Immigration police uncovered 2,078 forged documents in the Czech Republic in 2024, up by almost 40% compared to the year before, officers from the immigration police and the National Centre for Document Control told Prima TV yesterday. The forged documents included passports, IDs, driving licences and various certificates. About 10% of the forgeries were high-quality fakes, difficult to distinguish from the genuine article.
“In 2024, we detected a total of 2,078 irregular or altered documents throughout the Czech Republic, which was a 39% year-on-year increase,” immigration police spokesman Josef Urban told Prima TV.
“Passports, travel documents and ID cards are most often intercepted at airports, while driving licences are mainly intercepted in the country’s interior,” said Cenek Soldan, head of the National Centre for Document Control.
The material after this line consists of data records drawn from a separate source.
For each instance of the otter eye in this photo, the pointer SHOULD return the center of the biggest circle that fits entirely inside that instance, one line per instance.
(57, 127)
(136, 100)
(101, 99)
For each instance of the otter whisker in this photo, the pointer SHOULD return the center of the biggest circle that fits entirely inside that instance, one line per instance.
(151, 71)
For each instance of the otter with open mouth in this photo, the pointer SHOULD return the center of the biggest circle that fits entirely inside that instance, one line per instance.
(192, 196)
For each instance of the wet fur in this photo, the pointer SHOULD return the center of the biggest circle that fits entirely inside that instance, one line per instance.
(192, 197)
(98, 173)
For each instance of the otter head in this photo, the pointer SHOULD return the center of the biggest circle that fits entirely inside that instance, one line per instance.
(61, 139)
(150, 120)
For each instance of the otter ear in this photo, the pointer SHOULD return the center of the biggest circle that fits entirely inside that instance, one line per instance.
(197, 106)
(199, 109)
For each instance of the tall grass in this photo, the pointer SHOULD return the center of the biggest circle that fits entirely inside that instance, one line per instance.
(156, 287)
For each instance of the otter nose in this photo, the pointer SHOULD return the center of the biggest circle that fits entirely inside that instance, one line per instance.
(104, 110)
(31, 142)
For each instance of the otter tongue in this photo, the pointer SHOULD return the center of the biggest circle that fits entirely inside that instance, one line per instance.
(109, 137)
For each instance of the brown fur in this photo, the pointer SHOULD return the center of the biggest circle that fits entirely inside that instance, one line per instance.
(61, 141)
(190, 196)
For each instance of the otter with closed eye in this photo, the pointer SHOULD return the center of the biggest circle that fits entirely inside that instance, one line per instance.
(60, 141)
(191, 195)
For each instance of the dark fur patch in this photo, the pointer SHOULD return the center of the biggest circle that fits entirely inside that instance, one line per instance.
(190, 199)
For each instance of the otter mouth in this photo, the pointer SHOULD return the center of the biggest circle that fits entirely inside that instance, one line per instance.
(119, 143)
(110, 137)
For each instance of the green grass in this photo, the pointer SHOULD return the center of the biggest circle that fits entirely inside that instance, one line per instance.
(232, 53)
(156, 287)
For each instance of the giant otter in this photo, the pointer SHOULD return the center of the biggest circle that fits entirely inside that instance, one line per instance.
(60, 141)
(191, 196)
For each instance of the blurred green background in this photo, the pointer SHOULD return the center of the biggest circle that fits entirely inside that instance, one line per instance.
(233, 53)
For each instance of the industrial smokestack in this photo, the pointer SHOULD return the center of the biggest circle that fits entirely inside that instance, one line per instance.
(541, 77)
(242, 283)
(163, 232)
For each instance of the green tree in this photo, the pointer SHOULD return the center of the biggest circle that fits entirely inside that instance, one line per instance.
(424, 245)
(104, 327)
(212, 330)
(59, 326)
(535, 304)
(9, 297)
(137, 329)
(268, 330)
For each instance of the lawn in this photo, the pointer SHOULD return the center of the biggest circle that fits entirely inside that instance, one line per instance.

According to Prima TV, the counterfeit documents detected by police officers included a permit to start construction, a medical decision on eligibility to work as a nanny, a vaccination document for a horse, and a document authorising the driving of an electric cart. 90% of the forged documents were said to be of poor quality, while 10% were more difficult to distinguish as fake.
A specialised unit of the National Centre for Document Control dedicated to detecting irregular documents started operating in December 2020. Its database of samples of genuine documents from the Czech Republic and other countries contains around 3,000 samples of passports and ID cards.